C’est un bien joli nom « Chalandes », quand bien même, enfant, ce mot que j’avais lu me semblait vieillot et venu d’on ne sait où.

↖ Tsalande pour tous les enfants de la terre ! Dessin Michel Freymond.

Chalandes ! N’est-ce pas bien plus joli de dire « Noël » ? 

Dans « Noël », il y a le mot « no », (nous en patois) et puis « el », comme les ailes des anges ! (c’est là une pensée d’enfant). 

Cinquante ans après, je me suis à nouveau interrogé sur ce que cela signifiait, puisque tous les patoisants en parlent comme d’un vieux camarade. 

Chalandes ! Est-ce un nom de fête, de calendrier, ou un des noms de ce grand-père à la magnifique barbe blanche et au manteau rouge, auquel tous les enfants pensent en faisant leur prière pour recevoir un présent sous le sapin ? 

Cela m’avait tellement intrigué que j’avais téléphoné à Monsieur Maurice Bossard, notre patoisant érudit de Chailly. Aimable et bon papa, il m’avait répondu ceci : 

Dans des temps très anciens, au temps de Mathusalem, on peut dire, et même avant que le petit Jésus soit né, les Romains appelaient les tout premiers jours de janvier « calendes »… C’est à ce moment-là que le soleil se réchauffe et qu’il retrouve un peu d’énergie pour rallonger les jours. Les Romains, qui étaient acharnés au travail, appréciaient tout autant les fêtes. Les jours qui grandissent, ce n’est pas rien ! Ils fêtaient la fin du travail, les cortèges et les visites à la cave pour trinquer, pour autant qu’il reste encore « du clair » (du vin) dans le tonneau. 

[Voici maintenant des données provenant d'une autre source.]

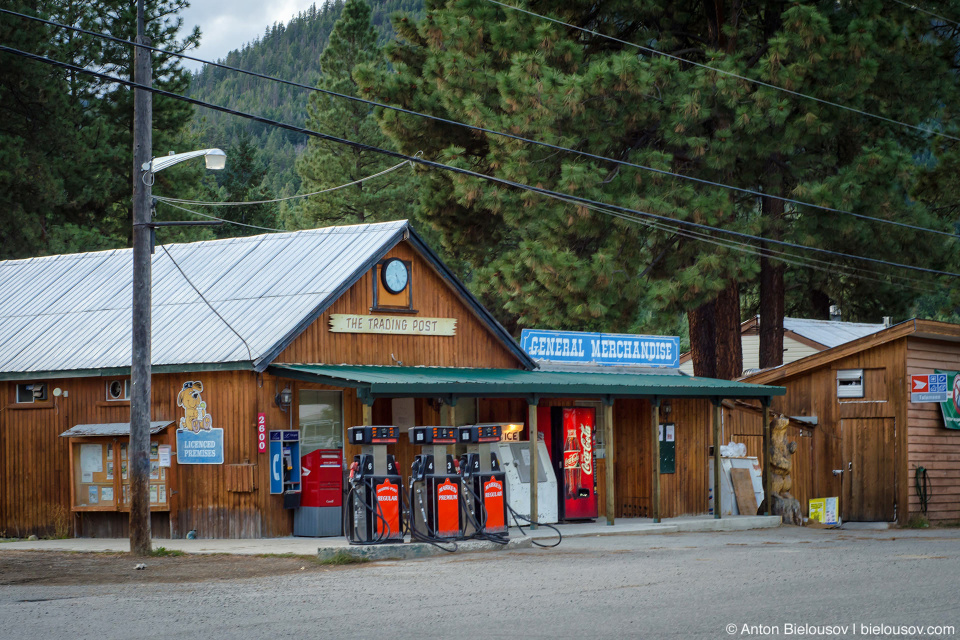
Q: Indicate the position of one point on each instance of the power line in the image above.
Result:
(480, 176)
(494, 132)
(929, 13)
(217, 313)
(731, 74)
(207, 203)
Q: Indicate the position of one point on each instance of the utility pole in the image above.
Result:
(140, 543)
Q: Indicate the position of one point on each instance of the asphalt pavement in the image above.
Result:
(782, 583)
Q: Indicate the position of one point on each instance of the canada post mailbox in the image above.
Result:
(321, 496)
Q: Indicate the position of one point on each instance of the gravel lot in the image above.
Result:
(652, 586)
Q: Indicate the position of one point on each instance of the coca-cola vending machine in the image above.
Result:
(572, 430)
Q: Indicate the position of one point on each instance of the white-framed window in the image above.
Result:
(31, 392)
(118, 390)
(850, 383)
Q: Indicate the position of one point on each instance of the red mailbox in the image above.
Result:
(321, 496)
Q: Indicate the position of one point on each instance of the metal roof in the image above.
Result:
(72, 313)
(386, 381)
(830, 333)
(111, 429)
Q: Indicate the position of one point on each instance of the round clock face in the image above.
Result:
(395, 276)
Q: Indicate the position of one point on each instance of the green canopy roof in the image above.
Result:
(406, 382)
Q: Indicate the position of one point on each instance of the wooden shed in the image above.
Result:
(286, 311)
(860, 434)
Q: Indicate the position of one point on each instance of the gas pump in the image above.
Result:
(434, 497)
(484, 483)
(373, 502)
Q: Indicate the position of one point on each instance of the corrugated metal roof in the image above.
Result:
(73, 312)
(830, 333)
(386, 381)
(111, 429)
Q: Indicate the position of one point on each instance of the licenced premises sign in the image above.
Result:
(576, 347)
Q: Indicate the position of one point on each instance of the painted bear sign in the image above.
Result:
(197, 441)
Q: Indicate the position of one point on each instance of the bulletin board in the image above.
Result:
(101, 475)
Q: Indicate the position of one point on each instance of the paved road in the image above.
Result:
(662, 586)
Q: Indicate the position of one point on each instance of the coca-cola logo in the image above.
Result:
(586, 445)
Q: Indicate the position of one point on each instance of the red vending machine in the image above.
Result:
(321, 494)
(572, 430)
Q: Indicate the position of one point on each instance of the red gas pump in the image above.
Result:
(373, 509)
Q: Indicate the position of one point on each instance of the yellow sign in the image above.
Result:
(397, 325)
(825, 510)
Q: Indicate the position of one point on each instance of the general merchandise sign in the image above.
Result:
(578, 347)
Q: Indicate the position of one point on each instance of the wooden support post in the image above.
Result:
(367, 414)
(140, 369)
(447, 415)
(534, 463)
(655, 461)
(609, 462)
(717, 507)
(766, 455)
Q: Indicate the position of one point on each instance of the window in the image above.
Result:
(850, 383)
(321, 420)
(118, 389)
(31, 392)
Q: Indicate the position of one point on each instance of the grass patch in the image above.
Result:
(342, 558)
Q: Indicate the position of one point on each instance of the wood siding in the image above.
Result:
(929, 443)
(472, 346)
(813, 392)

Une telle coutume, vous le pensez bien, avait tout ce qu’il faut pour durer longtemps, aussi bien chez les Helvètes, les Burgondes que les Mérovingiens et les Valdotains ! 

Alors, les siècles ont passé, mais pas le nom. « Calandes », certainement, a « déraillé », s’est popularisé, déformé, mais est resté fidèle au premier tournant de l’année, quand le soleil repique. 

Tant mieux ! Pour nos anciens, gens du peuple de ces anciens temps de guerres et de famines, la vie n’était pas toujours une petite promenade tranquille… 

Et pour nous, caché derrière le nom de « Chalandes », n’y a-t-il pas notre Nouvel-An, ses banquets, ses bouchons et ses réjouissances ? 

L’histoire du monde latin, puis romain, a fait que les Vaudois ont hérité, par le français, du nom de « chalandes » (en patois « Tsalande ») pour la fête de Noël. 

En 2015, presque plus personne ne dit « chalandes » pour Noël, mais je crois qu’il se dit encore à Genève . C’est caduc, nous l’avons oublié, à l’exception d’une poignée de patoisants « à la traîne » qui s’entêtent à chanter encore : « Tsalande galé… », parce que pour eux ce nom résonne encore comme une douce mélodie, qui vient de très loin, des premiers âges. 

Tout de même, c’es un bien joli nom, « Chalandes » ! 

Au cœur de l’hiver, la fête est douce, le feu réchauffe, le nom est plaisant. 

JOYEUX CHALANDES !
JOYEUX NOËL !
DZOYÂO TSALANDE !

Michel Freymond de la Coudre

↖ Tsalande à l’église des Charbonnières.